Pero la maestra dijo: "!Esperen!, aún no es tiempo de empezar". Y esperó a que todos estuvieran listos, ahora, dijo la maestra: "vamos a dibujar flores".

!Qué bien!, pensó el niño, le gustaba hacer flores y empezó a hacer flores muy bellas con sus crayolas rojas, naranjas y azules.

Pero la maestra dijo: "!Yo les enseñaré cómo, esperen, serán rojas y con el tallo verde. Ahora -dijo la maestra-, "pueden empezar".

El niño miró la flor que había hecho la maestra, y luego -vio la que él había pintado, le gustaba más la suya, mas no lo dijo; solo volteó la hoja e hizo una flor como la de la maestra, era roja con el tallo verde.

Otro día la maestra dijo: "Hoy vamos a hacer trabajos con plastilina".

!Qué bien!, pensó el pequeño, le gustaba la plastilina, podía hacer toda clase de cosas con ella, viboras, hombres de nieve, ratones, carros, camiones y empezó a estirar y a revolver su bola de plastilina, pero la maestra dijo: "!Esperen, aún no es tiempo de empezar!", y esperó a que todos estuvieran listos. Ahora, dijo la maestra: "!vamos a empezar!", y esperó a que todos estuvieran listos. Ahora, dijo la maestra, "vamos a hacer un plato".

!Qué bien!, pensó el pequeño, le gustaba hacer platos y comenzó a hacerlos de todas las formas y tamaños. Entonces la maestra dijo: "Esperen, yo les enseñaré cómo! y les mostró cómo hacer un solo plato hondo. "Ahora ya pueden empezar". El pequeño miró el plato que había hecho la maestra, luego vio el que había formado; le gustaban más los suyos, pero no lo dijo. Sólo volvió otra vez la plastilina e hizo un plato como el de la maestra, era un plato hondo.

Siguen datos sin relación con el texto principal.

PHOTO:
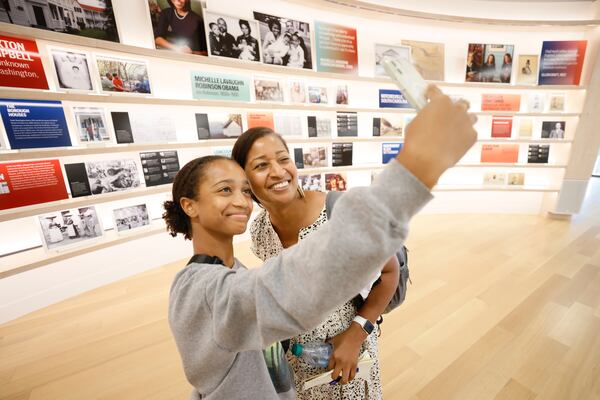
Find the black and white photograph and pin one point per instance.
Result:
(112, 176)
(130, 218)
(341, 96)
(159, 167)
(219, 125)
(64, 229)
(318, 95)
(178, 25)
(89, 18)
(72, 70)
(311, 182)
(91, 125)
(553, 129)
(297, 91)
(284, 41)
(123, 76)
(315, 157)
(391, 51)
(232, 37)
(267, 89)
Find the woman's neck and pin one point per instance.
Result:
(215, 245)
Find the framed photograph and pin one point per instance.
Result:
(318, 95)
(386, 50)
(553, 129)
(267, 89)
(341, 96)
(89, 18)
(284, 41)
(219, 125)
(91, 125)
(489, 63)
(311, 182)
(556, 102)
(112, 176)
(72, 70)
(178, 25)
(232, 37)
(132, 218)
(119, 75)
(337, 182)
(297, 91)
(527, 70)
(69, 228)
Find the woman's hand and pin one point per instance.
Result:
(346, 349)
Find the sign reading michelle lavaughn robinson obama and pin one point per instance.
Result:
(209, 86)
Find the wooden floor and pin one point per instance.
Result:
(501, 307)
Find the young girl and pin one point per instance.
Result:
(290, 214)
(224, 316)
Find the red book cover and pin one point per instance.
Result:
(20, 64)
(500, 102)
(260, 119)
(501, 127)
(31, 182)
(500, 153)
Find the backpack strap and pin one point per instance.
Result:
(330, 199)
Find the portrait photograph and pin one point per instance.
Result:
(489, 63)
(123, 76)
(91, 124)
(130, 218)
(67, 228)
(284, 41)
(112, 176)
(72, 70)
(269, 90)
(232, 37)
(178, 25)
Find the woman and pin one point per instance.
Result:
(251, 43)
(488, 71)
(289, 215)
(223, 316)
(506, 70)
(180, 29)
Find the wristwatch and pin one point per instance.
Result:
(365, 324)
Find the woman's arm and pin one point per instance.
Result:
(346, 345)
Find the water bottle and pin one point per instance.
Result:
(314, 354)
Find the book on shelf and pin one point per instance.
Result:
(318, 127)
(538, 154)
(159, 167)
(494, 178)
(347, 124)
(500, 153)
(501, 127)
(553, 129)
(525, 127)
(341, 154)
(34, 124)
(389, 151)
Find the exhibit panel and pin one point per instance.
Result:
(93, 136)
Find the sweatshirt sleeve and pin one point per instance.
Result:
(295, 291)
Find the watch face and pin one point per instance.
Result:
(368, 327)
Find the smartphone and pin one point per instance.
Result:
(407, 78)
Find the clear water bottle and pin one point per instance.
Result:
(314, 354)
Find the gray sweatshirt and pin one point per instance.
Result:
(227, 323)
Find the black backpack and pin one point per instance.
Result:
(402, 255)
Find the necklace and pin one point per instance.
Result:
(177, 15)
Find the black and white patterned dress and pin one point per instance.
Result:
(266, 244)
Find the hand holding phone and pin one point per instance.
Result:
(408, 79)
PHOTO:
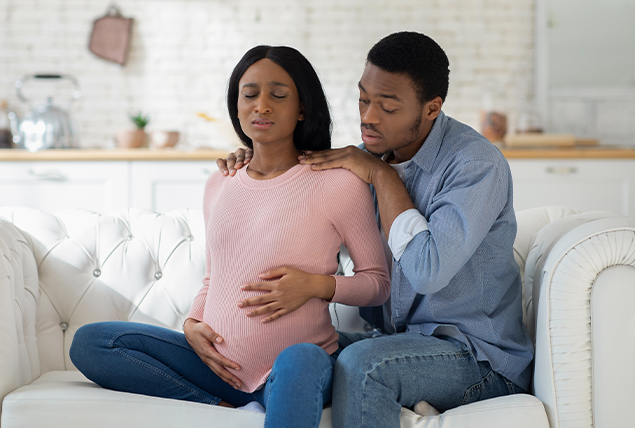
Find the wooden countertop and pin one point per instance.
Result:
(597, 152)
(211, 155)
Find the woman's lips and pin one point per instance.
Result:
(262, 123)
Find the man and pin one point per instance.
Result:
(452, 333)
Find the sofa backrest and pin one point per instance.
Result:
(135, 265)
(131, 265)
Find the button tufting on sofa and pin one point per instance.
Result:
(47, 277)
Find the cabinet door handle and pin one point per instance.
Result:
(562, 170)
(47, 174)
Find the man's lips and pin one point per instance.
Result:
(262, 123)
(370, 137)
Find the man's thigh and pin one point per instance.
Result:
(415, 367)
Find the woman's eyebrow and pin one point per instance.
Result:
(273, 83)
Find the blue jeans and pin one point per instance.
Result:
(376, 375)
(150, 360)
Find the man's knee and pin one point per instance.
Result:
(357, 358)
(301, 358)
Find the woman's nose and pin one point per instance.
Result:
(262, 106)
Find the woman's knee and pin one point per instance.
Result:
(301, 359)
(89, 340)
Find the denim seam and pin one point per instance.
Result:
(455, 355)
(318, 415)
(168, 377)
(154, 369)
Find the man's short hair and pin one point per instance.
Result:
(417, 56)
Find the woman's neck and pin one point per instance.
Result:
(269, 161)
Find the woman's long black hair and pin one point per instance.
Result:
(312, 133)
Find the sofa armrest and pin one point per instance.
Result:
(583, 273)
(19, 293)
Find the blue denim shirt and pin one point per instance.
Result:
(459, 278)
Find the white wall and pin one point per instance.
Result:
(183, 51)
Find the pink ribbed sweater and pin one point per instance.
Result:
(298, 219)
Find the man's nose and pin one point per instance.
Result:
(370, 114)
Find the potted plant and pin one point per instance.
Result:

Muy pronto el pequeño aprendió a esperar, a ver y hacer cosas iguales a las de la maestra, y no hacía más de él solo. Luego sucedió que el niño y su familia se mudaron a otra casa en otra ciudad, y el pequeño tuvo que ir a otra escuela; esta escuela era más grande que la otra y no había puerta exterior a su salón, y el primer día tuvo que ir ahí.

La maestra dijo: "Hoy vamos a hacer un dibujo".

"Muy bien"- pensó el pequeño y esperó a que la maestra dijera algo al respecto, pero la maestra no dijo nada, sólo caminaba por el salón.

Cuando llegó cerca a él, le dijo: "¿No quieres hacer un dibujo?".

"", contestó el pequeño, y preguntó: -"¿Qué vamos a hacer?".

"No sé, hasta que lo hagas" -dijo la maestra.

"¿Cualquier color?- repreguntó el pequeño.

"Cualquier color", dijo la maestra- "si todos hicieran el mismo dibujo y usaran los mismos colores, cómo sabría yo quien hizo qué y cuál es cual".

"No sé" - contestó el niño, y empezó a hacer una flor roja con el tallo verde.